SCHMIDT e FIGUEREDO (2009, p. 130) sinalizam “os eixos acesso, acolhimento e acompanhamento como elementos fundamentais para a análise da assistência e para a qualificação permanente dos serviços...”.

Apropriarmo-nos desses eixos para analisar as práticas do internato neste território de atenção pública em saúde, o que possibilitou um repensar do acesso livre de barreiras, no acolhimento a partir da queixa do paciente – escuta ativa e a garantia do acompanhamento em longo prazo mesmo com a mudança dos grupos de rotatórios.
 

Efeitos e resultados: 

O impacto do trabalho e das discussões introduzidas nos espaços de reflexão coletiva mesmo com pouco tempo, já podem ser registrados: garantia de um espaço inovador para a formação médica; ações de diálogo com a rede de serviços aumentando a circulação dos pacientes na mesma; ampliação dos atendimentos na Unidade de Saúde; realização de ações coletivas de educação em saúde; agenda específica de acolhimento imediato aos sofrimentos pela Atenção Básica em Saúde Mental; ações intersetoriais visando à integralidade do cuidado; discussão e direcionamento de casos clínicos de forma transdisciplinar e centrada no paciente; seleção de casos traçadores para acompanhamento em longo prazo na rede garantindo a qualidade da atenção; acompanhamento através de Visitas Domiciliares e empoderamento da comunidade na garantia de acesso aos serviços; espaço para prática de Educação Permanente convocando todos os atores a, no processo, reformular metas e procedimentos.

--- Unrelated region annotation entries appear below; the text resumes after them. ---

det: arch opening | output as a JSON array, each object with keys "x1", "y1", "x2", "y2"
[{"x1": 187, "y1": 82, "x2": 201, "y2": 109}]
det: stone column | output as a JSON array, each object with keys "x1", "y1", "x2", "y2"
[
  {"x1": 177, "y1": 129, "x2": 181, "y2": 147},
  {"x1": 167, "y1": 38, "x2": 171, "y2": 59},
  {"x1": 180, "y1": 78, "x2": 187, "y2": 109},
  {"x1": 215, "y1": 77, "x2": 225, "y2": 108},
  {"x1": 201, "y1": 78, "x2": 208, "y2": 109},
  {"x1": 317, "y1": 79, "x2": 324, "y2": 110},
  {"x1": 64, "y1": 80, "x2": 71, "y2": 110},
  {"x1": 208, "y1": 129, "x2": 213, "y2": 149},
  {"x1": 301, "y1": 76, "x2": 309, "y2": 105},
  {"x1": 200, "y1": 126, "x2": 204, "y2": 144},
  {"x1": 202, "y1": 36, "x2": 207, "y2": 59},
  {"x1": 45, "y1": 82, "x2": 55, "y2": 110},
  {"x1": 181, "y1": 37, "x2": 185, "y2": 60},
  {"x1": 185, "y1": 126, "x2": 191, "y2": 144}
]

Ao final, todos são beneficiados, preceptores, médicos em formação, equipe e população que tem cada vez mais buscado acesso à unidade, fornecendo através de suas vivências, lócus privilegiado de sentido as práticas médicas que não esgotam em si mas ampliam-se à medida que entendem a singularidade de cada morador daquele território para além das questões clínicas, entendendo assim a importância da pratica compartilhada do cuidado.

Conte um pouco mais: 

“A participação de colaboradores de várias áreas de saúde e de alunos da faculdade de medicina bem como de preceptores com formação em medicina, enfermagem, psicologia, serviço social contribuíram muito para o bom atendimento aos pacientes trazendo seus conhecimentos atualizados. Uma troca de experiências ocorre nessa relação. A prática proporciona aos alunos no contato com os diversos casos, tanto nas consultas como nas visitas aos pacientes sob a supervisão de seus competentes preceptores e o conhecimento comunitário da equipe da unidade, uma visão importante sobre a atenção básica em saúde, favorecendo a formação dos alunos. A minha visão é positiva sobre esta relação: profissionais de saúde, alunos e comunidade e espero que se mantenha.”
José Alberto B. Lebrão – Médico da Unidade Móvel Ermitage.